Attended Hadoop Day today at the Amazon PacMed building. Free “conference” setup – and it was very worthwhile.

The morning was panels and general discussions – the brightest spot being learning about the whirr project. I’m afraid the link has 100% suck to it because it says nothing about what the project is. I haven’t ready through all the code, but reports from others at the conference say that it is “nice tools to work with Hadoop”. Hopefully so. It’s a maven/java project with zippo documentation – not even a README that has an overview of any use.

The afternoon I sat in the “intermediate” track and picked up some really interesting pieces. I got the in-depth scoop on what’s happening with Hadoop and adding security from Jakob Homan, got a great introduction to Mahout from Jake Mannix (about to be a search geek employed at Twitter), learned about Prezi, which I’m thinking I’ll inflict on my coworkers some time, and was amused and interested in cascalog.

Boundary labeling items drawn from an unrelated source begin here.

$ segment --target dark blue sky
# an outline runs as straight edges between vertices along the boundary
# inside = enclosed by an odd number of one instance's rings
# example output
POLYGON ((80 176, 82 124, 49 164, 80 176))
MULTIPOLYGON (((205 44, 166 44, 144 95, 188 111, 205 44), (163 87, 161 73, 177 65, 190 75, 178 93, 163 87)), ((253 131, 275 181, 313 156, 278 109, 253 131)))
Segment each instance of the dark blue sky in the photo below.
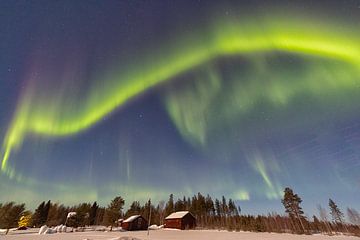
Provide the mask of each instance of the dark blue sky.
POLYGON ((0 7, 0 201, 359 208, 359 1, 0 7))

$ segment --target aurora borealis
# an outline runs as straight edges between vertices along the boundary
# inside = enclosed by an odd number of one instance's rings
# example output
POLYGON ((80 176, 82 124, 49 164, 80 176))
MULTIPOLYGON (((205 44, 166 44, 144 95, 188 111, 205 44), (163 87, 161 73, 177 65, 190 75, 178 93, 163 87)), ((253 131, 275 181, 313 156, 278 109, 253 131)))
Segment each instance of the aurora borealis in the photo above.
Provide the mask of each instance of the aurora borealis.
POLYGON ((359 2, 1 5, 0 201, 358 204, 359 2))

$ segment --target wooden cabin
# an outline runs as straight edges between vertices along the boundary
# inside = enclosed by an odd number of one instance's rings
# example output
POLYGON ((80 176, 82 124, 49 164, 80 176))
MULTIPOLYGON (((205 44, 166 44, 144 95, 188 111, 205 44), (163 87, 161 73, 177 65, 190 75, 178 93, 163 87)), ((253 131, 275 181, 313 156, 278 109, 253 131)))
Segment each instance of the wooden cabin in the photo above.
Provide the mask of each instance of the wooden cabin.
POLYGON ((177 229, 194 229, 196 218, 189 211, 174 212, 165 218, 164 227, 177 229))
POLYGON ((143 216, 134 215, 125 219, 121 223, 121 227, 127 231, 147 230, 148 222, 143 216))

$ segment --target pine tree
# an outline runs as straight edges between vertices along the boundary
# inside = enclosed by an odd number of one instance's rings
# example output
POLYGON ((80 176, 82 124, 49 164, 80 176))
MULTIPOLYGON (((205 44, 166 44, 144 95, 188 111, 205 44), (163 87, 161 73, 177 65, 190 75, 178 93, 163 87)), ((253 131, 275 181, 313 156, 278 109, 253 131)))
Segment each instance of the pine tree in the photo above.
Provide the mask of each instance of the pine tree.
POLYGON ((90 214, 89 214, 89 223, 90 223, 90 225, 95 225, 96 214, 97 214, 98 209, 99 209, 99 205, 97 204, 97 202, 94 202, 93 205, 90 208, 90 214))
POLYGON ((0 208, 0 228, 7 229, 6 234, 10 228, 18 227, 20 217, 25 211, 25 204, 15 204, 9 202, 0 208))
POLYGON ((114 198, 105 210, 104 224, 107 226, 115 226, 122 215, 122 209, 125 201, 122 197, 114 198))
POLYGON ((169 200, 165 206, 165 217, 169 216, 173 212, 174 212, 174 195, 170 194, 169 200))
POLYGON ((32 225, 35 227, 40 227, 43 222, 45 202, 40 203, 40 205, 35 209, 34 215, 32 217, 32 225))
POLYGON ((360 214, 353 208, 347 208, 347 215, 352 224, 360 225, 360 214))
POLYGON ((301 225, 302 232, 305 232, 303 221, 305 220, 304 212, 300 207, 301 198, 293 192, 291 188, 285 188, 284 198, 281 200, 285 207, 285 212, 289 214, 291 219, 297 219, 301 225))
POLYGON ((336 203, 332 199, 329 199, 329 208, 330 208, 330 214, 334 222, 343 223, 344 214, 340 211, 340 208, 336 205, 336 203))

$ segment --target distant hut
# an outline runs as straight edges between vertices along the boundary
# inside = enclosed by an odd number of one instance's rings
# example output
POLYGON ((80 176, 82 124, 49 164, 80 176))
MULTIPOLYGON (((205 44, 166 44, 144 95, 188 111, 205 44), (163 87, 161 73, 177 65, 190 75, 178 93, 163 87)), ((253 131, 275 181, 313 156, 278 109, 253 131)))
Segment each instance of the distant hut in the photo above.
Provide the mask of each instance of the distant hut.
POLYGON ((134 215, 125 219, 121 223, 121 227, 127 231, 146 230, 148 223, 141 215, 134 215))
POLYGON ((196 218, 189 211, 174 212, 165 218, 164 227, 177 229, 194 229, 196 218))

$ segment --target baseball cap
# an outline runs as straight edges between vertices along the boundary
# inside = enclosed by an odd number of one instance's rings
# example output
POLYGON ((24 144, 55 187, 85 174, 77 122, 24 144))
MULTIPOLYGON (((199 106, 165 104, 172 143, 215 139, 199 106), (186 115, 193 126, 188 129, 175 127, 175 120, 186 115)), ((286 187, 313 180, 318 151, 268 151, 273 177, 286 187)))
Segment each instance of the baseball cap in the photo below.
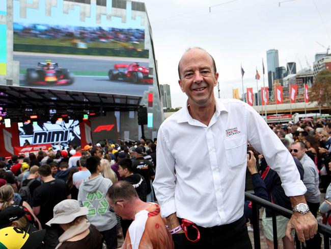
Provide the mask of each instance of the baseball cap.
POLYGON ((21 206, 12 205, 6 208, 0 212, 0 228, 9 226, 12 222, 17 220, 24 215, 21 206))
POLYGON ((80 207, 76 200, 65 200, 58 203, 53 209, 53 218, 46 223, 51 226, 52 224, 67 224, 76 218, 86 215, 89 212, 86 207, 80 207))
POLYGON ((88 151, 92 147, 92 146, 90 146, 89 144, 87 144, 84 146, 84 151, 88 151))
POLYGON ((29 163, 26 162, 22 163, 22 165, 21 166, 22 170, 25 170, 25 169, 28 169, 30 166, 29 165, 29 163))
POLYGON ((68 157, 68 152, 67 151, 61 151, 62 157, 68 157))
POLYGON ((137 146, 135 148, 135 152, 140 155, 143 155, 144 154, 144 148, 141 146, 137 146))
POLYGON ((29 234, 15 227, 3 228, 0 229, 0 248, 2 249, 37 248, 41 244, 45 233, 45 229, 29 234))
POLYGON ((0 187, 7 184, 7 181, 5 179, 0 179, 0 187))
POLYGON ((121 152, 120 153, 119 153, 118 156, 117 157, 118 158, 125 158, 127 157, 127 154, 125 153, 125 152, 121 152))

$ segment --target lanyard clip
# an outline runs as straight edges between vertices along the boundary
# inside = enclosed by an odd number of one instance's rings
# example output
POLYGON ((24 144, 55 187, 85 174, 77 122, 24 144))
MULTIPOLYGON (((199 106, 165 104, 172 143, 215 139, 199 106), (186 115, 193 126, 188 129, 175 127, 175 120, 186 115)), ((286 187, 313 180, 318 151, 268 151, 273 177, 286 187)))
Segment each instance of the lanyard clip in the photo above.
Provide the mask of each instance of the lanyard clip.
POLYGON ((186 238, 188 240, 192 242, 196 242, 200 240, 200 232, 199 232, 199 229, 198 229, 198 228, 197 227, 196 225, 194 223, 193 223, 192 221, 188 220, 186 219, 182 219, 182 228, 183 228, 183 230, 184 230, 184 232, 185 233, 185 236, 186 236, 186 238), (188 238, 188 235, 187 235, 187 228, 190 226, 191 226, 193 228, 195 228, 197 230, 197 232, 198 233, 198 234, 197 235, 197 238, 195 240, 191 240, 189 238, 188 238))

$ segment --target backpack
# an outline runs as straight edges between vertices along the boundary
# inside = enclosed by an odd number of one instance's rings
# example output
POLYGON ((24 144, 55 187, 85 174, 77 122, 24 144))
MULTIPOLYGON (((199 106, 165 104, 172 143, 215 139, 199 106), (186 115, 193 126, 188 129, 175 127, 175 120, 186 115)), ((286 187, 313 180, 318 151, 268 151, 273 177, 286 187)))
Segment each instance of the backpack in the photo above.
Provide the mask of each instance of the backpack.
POLYGON ((31 196, 31 193, 30 193, 29 187, 35 181, 36 181, 36 179, 32 179, 27 183, 27 184, 24 185, 24 186, 22 185, 21 188, 18 191, 18 193, 22 197, 22 200, 26 202, 30 205, 31 205, 32 203, 32 196, 31 196))

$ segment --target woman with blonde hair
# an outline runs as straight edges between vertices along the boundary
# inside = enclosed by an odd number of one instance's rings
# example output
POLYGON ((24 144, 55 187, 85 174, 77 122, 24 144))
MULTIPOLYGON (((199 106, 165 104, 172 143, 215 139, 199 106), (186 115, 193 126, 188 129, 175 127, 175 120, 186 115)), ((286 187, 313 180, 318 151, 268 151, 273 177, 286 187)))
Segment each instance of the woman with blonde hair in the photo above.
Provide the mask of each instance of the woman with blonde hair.
MULTIPOLYGON (((14 204, 14 189, 13 187, 8 184, 0 187, 0 212, 13 204, 14 204)), ((33 217, 33 220, 30 220, 31 223, 35 225, 36 227, 38 228, 39 230, 41 230, 41 224, 33 213, 30 205, 24 201, 21 202, 19 205, 24 208, 25 213, 28 213, 27 214, 33 217)))
POLYGON ((117 182, 117 177, 115 172, 112 169, 109 161, 106 159, 101 159, 100 162, 100 166, 101 167, 100 172, 103 177, 109 179, 113 184, 117 182))

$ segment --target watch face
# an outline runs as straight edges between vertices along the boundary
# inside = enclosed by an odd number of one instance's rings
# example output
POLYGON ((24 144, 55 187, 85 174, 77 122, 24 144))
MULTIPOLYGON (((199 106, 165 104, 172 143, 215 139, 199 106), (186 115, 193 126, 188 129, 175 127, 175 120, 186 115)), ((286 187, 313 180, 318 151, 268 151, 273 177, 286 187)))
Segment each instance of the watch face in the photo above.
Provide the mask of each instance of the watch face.
POLYGON ((307 209, 307 206, 303 203, 301 203, 298 205, 298 210, 299 210, 299 212, 306 212, 307 209))

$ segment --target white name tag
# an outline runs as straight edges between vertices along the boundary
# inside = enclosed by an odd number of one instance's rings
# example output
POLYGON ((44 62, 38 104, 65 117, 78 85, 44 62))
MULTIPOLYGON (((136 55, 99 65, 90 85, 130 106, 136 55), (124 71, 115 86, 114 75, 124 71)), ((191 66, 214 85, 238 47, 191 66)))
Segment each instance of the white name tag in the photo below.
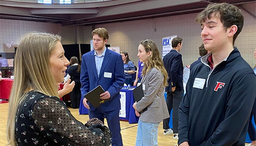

Cascalog = Closure + datalog + cascading

It turned out to be surprisingly (to me – I’m being unfair to Closure really) expressive and readable for making interesting and complex queries from Hadoop data structures – a very nice abstraction setup. I snorted at the thought of handing it to someone who had trouble with SQL though – it’s for programmers, not business analysts. I do wish I’d been able to get more skinny and in-depth viewing of cascading – it looks really effective at making queries and processing hadoop based data. I would have also liked to get some real meat and details on Oozie, which is Yahoo’s workflow engine for submitting mapreduce jobs into their hadoop clusters.

I took off a little early from the conference, but it was very definitely worthwhile. I wish the amazon environment had better wifi connectivity (rather sucked for guests), but in the end I didn’t really need it for what I gathered.